The moderators on here are great.
Thinking if you and your family.
Happy to keep checking in if u like.
I don't know how much advise I could offer here, being unmarried with no children, but I'm hoping sometimes it brings some comfort to know someone read your words and understands you are suffering.
Sounds like your daughter is doing it tough, but that you are as well. We all need a support network for ourselves when we are supporting others, such as you are trying to support your daughter, and it sounds like things are spiralling a little.
Sometimes I guess the only thing we can do is try to make the day even marginally a bit better than the day before, and marginally better again the next day - a five minute walk, ten minutes without the kids fighting, a coffee, getting to go for a bike ride - and making a real effort to note them in the evening and try and replicate them again the next day. By such tiny tiny steps, do our lives improve so they become more bearable.

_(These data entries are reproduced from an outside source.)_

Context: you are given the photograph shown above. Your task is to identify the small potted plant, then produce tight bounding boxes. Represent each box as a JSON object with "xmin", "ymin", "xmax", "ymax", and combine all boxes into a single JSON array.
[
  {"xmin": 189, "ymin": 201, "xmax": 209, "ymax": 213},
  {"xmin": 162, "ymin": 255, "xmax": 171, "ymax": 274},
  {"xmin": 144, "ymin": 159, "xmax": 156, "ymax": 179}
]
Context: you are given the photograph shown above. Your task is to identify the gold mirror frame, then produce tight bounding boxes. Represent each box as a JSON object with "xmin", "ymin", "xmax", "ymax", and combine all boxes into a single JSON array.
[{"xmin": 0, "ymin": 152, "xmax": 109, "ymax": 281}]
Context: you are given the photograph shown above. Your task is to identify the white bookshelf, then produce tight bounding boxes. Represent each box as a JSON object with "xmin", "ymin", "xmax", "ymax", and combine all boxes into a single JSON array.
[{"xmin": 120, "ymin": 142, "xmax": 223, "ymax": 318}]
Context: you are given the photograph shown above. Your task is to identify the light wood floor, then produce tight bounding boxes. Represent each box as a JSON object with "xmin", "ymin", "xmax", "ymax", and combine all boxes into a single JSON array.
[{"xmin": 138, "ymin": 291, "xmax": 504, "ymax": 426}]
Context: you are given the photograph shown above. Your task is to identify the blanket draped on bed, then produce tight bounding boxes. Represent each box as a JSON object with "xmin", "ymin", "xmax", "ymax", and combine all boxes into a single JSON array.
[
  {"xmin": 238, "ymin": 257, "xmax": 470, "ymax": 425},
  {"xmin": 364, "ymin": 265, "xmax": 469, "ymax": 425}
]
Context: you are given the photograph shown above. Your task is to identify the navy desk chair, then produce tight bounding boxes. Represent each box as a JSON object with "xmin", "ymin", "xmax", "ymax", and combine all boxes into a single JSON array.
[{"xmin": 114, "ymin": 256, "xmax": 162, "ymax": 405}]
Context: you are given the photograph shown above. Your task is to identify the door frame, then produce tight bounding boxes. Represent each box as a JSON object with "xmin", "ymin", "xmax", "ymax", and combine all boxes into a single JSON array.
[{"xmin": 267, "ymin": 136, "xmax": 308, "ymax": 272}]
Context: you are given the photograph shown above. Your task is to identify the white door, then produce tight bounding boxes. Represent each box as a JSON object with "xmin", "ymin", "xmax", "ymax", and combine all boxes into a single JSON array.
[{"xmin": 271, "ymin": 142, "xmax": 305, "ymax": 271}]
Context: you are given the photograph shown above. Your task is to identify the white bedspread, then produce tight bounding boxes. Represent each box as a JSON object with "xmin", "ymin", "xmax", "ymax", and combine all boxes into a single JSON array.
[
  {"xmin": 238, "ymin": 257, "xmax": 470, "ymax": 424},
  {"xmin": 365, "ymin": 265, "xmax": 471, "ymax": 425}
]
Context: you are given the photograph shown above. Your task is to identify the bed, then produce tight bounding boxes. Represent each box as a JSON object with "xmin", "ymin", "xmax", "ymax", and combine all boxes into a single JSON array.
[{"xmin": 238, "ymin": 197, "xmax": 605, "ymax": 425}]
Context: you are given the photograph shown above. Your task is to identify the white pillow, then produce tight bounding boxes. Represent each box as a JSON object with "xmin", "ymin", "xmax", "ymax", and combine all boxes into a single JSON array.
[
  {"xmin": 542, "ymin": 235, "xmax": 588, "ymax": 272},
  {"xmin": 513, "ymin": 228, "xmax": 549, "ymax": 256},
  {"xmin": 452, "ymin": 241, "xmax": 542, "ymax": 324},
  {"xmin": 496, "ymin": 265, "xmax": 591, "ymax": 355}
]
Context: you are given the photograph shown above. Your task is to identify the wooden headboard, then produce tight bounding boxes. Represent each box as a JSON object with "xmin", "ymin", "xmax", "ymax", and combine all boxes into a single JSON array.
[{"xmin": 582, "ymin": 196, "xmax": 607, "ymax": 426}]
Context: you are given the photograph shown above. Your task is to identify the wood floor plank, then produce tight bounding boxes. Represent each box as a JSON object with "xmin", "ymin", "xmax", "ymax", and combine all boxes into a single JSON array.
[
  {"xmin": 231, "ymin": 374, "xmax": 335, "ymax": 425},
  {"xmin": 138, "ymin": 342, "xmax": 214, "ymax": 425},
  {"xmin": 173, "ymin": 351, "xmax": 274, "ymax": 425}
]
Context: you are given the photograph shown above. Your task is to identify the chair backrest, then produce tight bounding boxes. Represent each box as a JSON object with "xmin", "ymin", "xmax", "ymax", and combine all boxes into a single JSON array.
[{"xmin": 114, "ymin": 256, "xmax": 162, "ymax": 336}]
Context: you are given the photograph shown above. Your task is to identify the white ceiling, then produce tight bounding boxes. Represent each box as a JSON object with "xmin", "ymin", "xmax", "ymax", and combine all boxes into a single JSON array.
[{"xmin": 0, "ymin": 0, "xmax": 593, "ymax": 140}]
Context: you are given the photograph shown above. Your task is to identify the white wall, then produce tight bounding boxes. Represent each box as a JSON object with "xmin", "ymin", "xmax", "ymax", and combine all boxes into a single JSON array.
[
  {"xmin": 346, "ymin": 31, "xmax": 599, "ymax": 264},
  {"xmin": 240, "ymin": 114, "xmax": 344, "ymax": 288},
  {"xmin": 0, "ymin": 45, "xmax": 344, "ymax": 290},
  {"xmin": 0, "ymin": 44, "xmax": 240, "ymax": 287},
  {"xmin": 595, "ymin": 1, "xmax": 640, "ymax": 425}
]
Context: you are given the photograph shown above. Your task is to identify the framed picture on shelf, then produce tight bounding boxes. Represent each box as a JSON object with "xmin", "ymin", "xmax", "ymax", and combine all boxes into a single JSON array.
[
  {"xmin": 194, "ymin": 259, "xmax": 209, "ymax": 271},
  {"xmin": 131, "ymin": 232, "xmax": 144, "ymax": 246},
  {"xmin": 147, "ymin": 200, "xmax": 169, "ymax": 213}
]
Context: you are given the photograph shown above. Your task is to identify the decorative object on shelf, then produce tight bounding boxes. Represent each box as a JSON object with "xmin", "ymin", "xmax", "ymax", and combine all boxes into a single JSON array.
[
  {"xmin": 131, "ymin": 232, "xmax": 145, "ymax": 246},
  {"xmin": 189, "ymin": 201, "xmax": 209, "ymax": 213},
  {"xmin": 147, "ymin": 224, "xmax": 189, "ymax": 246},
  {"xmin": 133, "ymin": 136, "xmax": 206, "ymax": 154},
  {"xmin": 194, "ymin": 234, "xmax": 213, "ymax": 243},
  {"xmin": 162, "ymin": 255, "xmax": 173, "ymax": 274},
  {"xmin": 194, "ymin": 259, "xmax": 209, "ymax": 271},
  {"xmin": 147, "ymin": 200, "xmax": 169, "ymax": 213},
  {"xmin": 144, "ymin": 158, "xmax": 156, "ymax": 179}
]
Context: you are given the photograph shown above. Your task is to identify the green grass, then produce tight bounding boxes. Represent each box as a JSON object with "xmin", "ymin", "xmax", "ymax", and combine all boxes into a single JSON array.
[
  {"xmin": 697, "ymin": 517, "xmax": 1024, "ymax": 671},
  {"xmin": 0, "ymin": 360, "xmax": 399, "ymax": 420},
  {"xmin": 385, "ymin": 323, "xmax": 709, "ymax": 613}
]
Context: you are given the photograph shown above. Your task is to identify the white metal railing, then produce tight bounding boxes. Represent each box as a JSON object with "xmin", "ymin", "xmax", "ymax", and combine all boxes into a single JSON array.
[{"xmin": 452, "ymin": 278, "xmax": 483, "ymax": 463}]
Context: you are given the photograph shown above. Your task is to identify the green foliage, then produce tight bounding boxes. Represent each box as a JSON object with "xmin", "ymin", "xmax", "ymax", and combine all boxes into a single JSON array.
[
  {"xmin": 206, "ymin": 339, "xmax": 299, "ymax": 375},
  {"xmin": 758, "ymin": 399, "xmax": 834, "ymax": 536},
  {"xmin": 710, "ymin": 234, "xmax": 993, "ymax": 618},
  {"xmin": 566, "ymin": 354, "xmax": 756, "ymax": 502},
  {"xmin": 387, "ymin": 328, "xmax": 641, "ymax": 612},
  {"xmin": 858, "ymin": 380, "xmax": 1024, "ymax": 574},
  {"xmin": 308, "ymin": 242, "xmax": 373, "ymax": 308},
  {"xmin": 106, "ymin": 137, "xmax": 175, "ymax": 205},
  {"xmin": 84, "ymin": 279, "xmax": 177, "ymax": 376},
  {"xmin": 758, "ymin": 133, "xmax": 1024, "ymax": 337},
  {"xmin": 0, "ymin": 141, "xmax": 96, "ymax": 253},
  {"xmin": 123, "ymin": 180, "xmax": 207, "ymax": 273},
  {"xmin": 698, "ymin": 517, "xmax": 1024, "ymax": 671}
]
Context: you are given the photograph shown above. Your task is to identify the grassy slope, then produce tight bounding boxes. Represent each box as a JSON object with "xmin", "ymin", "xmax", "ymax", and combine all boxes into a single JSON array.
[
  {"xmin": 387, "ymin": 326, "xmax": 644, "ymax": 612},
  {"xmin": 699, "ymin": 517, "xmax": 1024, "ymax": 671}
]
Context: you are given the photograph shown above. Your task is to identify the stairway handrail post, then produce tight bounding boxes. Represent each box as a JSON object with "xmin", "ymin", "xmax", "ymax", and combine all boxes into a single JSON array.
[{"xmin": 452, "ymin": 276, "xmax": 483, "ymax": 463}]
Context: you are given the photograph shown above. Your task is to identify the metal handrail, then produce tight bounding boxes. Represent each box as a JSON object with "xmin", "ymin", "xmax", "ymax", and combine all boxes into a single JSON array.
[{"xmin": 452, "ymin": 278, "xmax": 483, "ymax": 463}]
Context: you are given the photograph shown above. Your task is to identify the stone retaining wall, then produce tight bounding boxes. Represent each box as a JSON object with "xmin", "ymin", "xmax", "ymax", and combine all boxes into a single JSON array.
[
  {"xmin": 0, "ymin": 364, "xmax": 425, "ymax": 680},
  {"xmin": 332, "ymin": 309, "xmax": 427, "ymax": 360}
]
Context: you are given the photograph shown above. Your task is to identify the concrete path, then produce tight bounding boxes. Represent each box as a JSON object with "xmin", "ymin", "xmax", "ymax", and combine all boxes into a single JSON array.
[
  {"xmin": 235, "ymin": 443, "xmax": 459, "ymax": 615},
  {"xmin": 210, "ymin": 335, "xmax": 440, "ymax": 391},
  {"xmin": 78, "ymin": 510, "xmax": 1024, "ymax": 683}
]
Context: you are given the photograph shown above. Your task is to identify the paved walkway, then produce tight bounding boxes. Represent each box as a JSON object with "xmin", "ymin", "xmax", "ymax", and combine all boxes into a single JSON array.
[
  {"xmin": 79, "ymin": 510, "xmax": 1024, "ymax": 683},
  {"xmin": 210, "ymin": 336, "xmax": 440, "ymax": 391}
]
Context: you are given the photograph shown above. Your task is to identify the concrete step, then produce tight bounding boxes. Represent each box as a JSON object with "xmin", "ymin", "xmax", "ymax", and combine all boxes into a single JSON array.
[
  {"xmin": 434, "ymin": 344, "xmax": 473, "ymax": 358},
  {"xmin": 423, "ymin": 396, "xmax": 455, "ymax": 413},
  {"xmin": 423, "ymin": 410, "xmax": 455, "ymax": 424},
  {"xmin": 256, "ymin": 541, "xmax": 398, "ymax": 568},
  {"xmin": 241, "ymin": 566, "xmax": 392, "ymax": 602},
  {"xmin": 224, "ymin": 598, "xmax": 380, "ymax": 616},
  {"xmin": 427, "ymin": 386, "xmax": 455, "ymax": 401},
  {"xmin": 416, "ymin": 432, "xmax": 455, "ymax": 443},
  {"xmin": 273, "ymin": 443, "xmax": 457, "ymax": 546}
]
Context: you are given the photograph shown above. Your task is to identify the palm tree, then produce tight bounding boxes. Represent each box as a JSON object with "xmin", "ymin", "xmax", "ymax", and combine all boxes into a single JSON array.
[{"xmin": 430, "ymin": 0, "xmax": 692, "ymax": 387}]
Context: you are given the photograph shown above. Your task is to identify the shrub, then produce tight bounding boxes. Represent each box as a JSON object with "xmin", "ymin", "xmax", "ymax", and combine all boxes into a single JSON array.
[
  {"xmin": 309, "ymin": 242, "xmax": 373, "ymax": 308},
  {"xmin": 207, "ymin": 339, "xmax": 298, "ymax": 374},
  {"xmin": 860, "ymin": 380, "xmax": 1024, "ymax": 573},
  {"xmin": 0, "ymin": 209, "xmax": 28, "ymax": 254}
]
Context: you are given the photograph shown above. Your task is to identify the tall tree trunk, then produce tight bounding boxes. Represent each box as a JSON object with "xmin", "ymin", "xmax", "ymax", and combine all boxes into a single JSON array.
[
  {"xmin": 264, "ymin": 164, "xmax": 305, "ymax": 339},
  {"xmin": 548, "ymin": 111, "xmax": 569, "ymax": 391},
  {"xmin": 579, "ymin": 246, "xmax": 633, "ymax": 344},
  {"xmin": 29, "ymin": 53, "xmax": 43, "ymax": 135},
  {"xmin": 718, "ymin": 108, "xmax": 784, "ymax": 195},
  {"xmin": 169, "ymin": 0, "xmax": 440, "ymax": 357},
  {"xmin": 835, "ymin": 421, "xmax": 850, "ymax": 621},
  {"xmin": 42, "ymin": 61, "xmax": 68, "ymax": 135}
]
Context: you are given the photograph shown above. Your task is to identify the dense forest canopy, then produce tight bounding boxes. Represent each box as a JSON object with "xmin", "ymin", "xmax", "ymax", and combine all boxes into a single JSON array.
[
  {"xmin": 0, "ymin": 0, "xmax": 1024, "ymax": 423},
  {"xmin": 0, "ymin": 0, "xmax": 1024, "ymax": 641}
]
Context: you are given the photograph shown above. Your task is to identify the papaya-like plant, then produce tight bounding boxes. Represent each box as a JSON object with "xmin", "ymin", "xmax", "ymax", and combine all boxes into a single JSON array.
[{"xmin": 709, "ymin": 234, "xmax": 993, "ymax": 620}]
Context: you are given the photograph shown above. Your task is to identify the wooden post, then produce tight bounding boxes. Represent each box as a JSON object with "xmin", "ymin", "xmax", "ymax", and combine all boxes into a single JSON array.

If you are in a position to consider it financially, cognitive behavioural therapy might be helpful for you in learning new steps in how to learn new ways of thinking so you are not filling your head with thoughts of blame, but trying new ways to address situations and adjusting your attitude to deal with hard times better. Again, just making tiny improvements until they all add up to be something positive. There may also be online resources in this area.
I am sorry life is so difficult for you at present. Don't lose hope thinking it can't improve, sometimes it is darkest before the dawn. I wish you all the best.